Katya Adaui: "Como en casa en ningún lugar"

Durante una época a mi papá le costaba desapegarse del bigote que le prohibían tener. Después le costó desapegarse de mi mamá

Katya Adaui: "Como en casa en ningún lugar"

Padre de Katya Adaui (Foto: Katya Adaui)

Mamá botó a papá de casa el 23 de enero de 2000.

No me visiten, nos dice papá a mi hermana y a mí, mi nuevo barrio es peligroso. Lo invito de viaje. Es la primera vez que puedo invitar a alguien. Le prometo que lo llevaré a la selva. Él dice que no irá.

Voy a buscarlo la noche de la final de la Sudamericana. Más miedo me da no verlo. Llevo dos cervezas en la mochila. Papá duda de mi voz. Me deja pasar pero me muestra la espalda. No me besa. Cuando se voltea, heridas alrededor del bigote. Me asaltaron. Me amarraron a la silla. Metieron la chompa de alpaca en mi boca y me ahogaba. Estuve horas sin poder soltarme. ¿Y qué pensaste, papá? Pensaba: No me maten porque mi hija me va a llevar de viaje. Nos tomamos las cervezas. ¡Gol!

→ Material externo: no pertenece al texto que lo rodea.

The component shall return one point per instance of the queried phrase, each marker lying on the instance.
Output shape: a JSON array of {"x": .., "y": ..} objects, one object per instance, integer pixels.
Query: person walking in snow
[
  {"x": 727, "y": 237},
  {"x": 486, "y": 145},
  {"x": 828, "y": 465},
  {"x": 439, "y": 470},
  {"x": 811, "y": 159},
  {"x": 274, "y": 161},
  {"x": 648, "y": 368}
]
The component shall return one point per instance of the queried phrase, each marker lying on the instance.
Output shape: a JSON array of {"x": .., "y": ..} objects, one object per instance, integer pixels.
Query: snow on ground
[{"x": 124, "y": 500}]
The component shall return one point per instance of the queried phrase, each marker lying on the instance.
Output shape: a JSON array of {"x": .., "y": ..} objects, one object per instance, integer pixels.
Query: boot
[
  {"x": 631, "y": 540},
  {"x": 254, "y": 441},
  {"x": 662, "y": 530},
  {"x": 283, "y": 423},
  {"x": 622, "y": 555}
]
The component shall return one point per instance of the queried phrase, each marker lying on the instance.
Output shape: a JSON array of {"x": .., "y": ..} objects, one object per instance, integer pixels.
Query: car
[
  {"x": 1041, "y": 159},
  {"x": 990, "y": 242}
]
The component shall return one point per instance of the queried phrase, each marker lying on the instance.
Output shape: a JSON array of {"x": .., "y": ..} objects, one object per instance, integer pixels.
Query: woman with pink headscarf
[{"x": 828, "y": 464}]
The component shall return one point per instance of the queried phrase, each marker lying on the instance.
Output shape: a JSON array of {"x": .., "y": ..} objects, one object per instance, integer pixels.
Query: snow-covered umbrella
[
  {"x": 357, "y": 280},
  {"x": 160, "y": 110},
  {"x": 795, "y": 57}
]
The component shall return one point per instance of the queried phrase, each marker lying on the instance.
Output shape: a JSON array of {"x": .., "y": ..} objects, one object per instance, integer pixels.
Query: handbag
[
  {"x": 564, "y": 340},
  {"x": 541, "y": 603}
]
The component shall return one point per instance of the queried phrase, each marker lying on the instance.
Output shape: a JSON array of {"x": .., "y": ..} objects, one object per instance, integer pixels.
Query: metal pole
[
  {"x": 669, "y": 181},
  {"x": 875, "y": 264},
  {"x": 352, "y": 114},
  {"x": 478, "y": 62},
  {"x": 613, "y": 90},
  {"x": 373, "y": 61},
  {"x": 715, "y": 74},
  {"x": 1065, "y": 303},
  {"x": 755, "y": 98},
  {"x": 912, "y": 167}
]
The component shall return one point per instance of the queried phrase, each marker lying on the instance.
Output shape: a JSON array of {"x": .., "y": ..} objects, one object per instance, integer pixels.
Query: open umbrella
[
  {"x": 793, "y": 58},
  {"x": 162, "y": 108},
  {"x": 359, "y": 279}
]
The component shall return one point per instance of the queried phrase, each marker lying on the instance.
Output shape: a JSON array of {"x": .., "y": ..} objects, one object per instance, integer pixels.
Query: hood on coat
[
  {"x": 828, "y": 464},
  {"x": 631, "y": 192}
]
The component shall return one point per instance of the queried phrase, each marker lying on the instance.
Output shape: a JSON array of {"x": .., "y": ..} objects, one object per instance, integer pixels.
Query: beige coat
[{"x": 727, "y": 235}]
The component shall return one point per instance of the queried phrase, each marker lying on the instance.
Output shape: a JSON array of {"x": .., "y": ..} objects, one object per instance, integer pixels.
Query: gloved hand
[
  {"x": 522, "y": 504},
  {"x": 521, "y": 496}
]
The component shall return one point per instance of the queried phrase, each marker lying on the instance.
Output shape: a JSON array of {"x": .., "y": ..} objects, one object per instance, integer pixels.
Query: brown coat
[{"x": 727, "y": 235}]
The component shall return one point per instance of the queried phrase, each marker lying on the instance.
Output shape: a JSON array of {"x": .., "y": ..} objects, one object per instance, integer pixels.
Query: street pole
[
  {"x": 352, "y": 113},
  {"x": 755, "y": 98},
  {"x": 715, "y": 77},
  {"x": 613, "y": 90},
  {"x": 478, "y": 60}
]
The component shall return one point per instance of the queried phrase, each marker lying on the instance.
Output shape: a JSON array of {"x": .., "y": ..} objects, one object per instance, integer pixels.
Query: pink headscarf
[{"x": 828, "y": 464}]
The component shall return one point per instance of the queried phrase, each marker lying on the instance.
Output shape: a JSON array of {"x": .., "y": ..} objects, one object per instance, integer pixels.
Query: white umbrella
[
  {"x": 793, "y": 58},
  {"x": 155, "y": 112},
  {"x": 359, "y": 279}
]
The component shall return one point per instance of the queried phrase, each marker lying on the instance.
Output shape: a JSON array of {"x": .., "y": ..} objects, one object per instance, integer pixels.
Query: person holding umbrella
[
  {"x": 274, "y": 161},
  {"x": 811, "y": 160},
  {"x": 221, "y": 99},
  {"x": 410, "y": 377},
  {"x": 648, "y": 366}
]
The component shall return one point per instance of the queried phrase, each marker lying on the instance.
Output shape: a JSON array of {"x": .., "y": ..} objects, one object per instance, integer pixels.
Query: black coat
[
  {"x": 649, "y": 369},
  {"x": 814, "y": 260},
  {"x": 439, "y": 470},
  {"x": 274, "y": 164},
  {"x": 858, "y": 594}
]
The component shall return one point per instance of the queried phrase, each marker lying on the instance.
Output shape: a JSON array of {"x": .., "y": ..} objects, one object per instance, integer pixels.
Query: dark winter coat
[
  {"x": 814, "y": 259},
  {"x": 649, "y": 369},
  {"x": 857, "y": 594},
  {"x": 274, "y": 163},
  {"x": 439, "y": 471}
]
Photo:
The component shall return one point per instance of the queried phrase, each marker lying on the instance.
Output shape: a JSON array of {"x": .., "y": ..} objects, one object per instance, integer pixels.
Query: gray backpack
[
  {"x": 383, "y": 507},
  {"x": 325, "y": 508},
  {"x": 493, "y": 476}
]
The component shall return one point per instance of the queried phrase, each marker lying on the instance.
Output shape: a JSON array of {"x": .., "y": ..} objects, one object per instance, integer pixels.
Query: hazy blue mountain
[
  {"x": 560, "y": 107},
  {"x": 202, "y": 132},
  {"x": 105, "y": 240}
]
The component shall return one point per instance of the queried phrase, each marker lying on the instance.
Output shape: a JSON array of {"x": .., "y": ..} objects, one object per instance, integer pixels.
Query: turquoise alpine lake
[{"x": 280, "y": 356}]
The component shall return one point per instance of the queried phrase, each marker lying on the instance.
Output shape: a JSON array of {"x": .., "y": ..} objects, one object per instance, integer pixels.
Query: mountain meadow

Nunca antes hemos viajado juntos. Un brujo nos entrega, frente a la catarata, un amuleto que apesta a semillas podridas. Atravesamos un puente colgante sobre un bosque que se enmaraña y continúa todopoderoso más allá de lo que uno alcanza a ver. Nos acostumbramos a esta violencia que, como la de mi madre, no pide permiso. Nos disfrazamos de nativos en una aldea donde  esconden la antena parabólica apenas llegamos. Nos persigue un mono que no logra alcanzarnos porque está atado a un árbol. Comemos el pescado que pescamos.

Papá me habla de su época de paracaidista en el ejército de Estados Unidos: de los tanques que manejaba en Alaska cuando el invierno era una estación infinita, de los gusanos que lo alimentaban durante los zafarranchos de guerra y del bigote que no le permitían llevar. En esa época me costaba desapegarme del bigote; ahora, de tu mamá. ¿Cómo no la voy a querer? Es la madre de mis hijas.

Volvemos a la ciudad en estado salvaje; hablamos de la carne ahumada, del cacao, del río,  abrumados por las revelaciones sobre nosotros mismos y de lo que nos rodea, como seres del campo que cada mañana reconocen el amado paisaje que nunca es el mismo.

Papá se queja de sus dientes. Ninguno de los dos lo sabe aún, pero ya está muy enfermo. No puede masticar. Le hablo de lo que se está perdiendo. Lo llevo a mi dentista. Por primera vez, acepta ir a un doctor. De algo nos tenemos que morir, decía. Le manda hacerse la plancha de abajo. El dentista no entiende cómo sobrevive con los dientes pegados por él mismo. ¿Los pegaba directo a la encía o a qué?, nos preguntamos.

Allí está la locura de papá: regresión a la etapa de sopas y purés; herirse la boca por donde ingresa la vida. Con sus nuevos dientes sonríe. Es lo primero que hace. Esta sonrisa es mucho menor a la edad que tiene. Una sonrisa que enhebra un futuro, como la del retrato militar donde él mismo pintó con marcador el bigote que le habían prohibido.